Financials aside, Heather notes that finding good people to work with is often one of the biggest hurdles. “I knew when I returned to New Zealand that I would be the only one within about 50km
that could blow glass, and that I’d have to train anyone who assists me from scratch. The process
of teaching someone takes at least two years to be semi-decent, and six years to go from mastering the basics to being able to blow glass yourself,” she explains. “A lot of people compare glassblowing and assisting to a dance — where every person has their own set of moves to work around each other and [also] together. Especially in a small shop like mine — you need to know exactly where the other person’s going so you don’t run into them with hot glass.”

Heather using the ‘jacks’ (a tool specific to glassblowing) to shape the glass.

The team have been working with Rukingi Haupapa from Ōhinemutu to create glass kōauau (traditional Māori flutes).

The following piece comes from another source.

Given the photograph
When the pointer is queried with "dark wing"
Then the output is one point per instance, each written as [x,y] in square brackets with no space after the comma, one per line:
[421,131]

An illuminated spiral paperweight.

With trust being so important, it’s not surprising that Heather’s sister, Ann, assists her full-time in the hot shop. The pair didn’t necessarily have a great relationship before they started working together. “Ann used to live in London and I was in the US, and we kind of both agreed it was better for us to live on opposite sides of the world,” says Heather. “She came back to New Zealand during the pandemic and, unable to find other work, started assisting me. Reconnecting and building a better relationship with my sister has been a major highlight for me.”

Rounding out the small, close-knit team is Peraniko (Niko) McCauley, who started as gallery staff
in 2022 but quickly “got the bug” and has been with the workshop team ever since.

Setting up a glass school is the next project for Heather: “I want to be able to teach people who want to do this for a living — the glassblowing, of course, but also the business side. And all forms of glass, from flame working to fusing and cold working, maybe even neon. In the US people can learn glassblowing in high school.”

Heather has purchased a mobile glassblowing studio so she can hit the road, taking the art form
to more people. She’ll also continue to mentor people and continue to bring guest artists in from overseas for Kiwis to learn from. “I’m not afraid of the competition,” she says. “I’m afraid of not
having competition.”

For now, you’ll find Heather at Amokura hot shop, creating colourful, intricate pieces with her team. “No matter how many years I do this, there’s always something new to try, something new to learn and something new to make. Glass is not the static, cold, clear thing that we use every day. In the
hot shop, it’s this molten beautiful mass glowing red orange, so fluid, so glowy. There’s no way I could ever get bored with this material — there are endless possibilities.”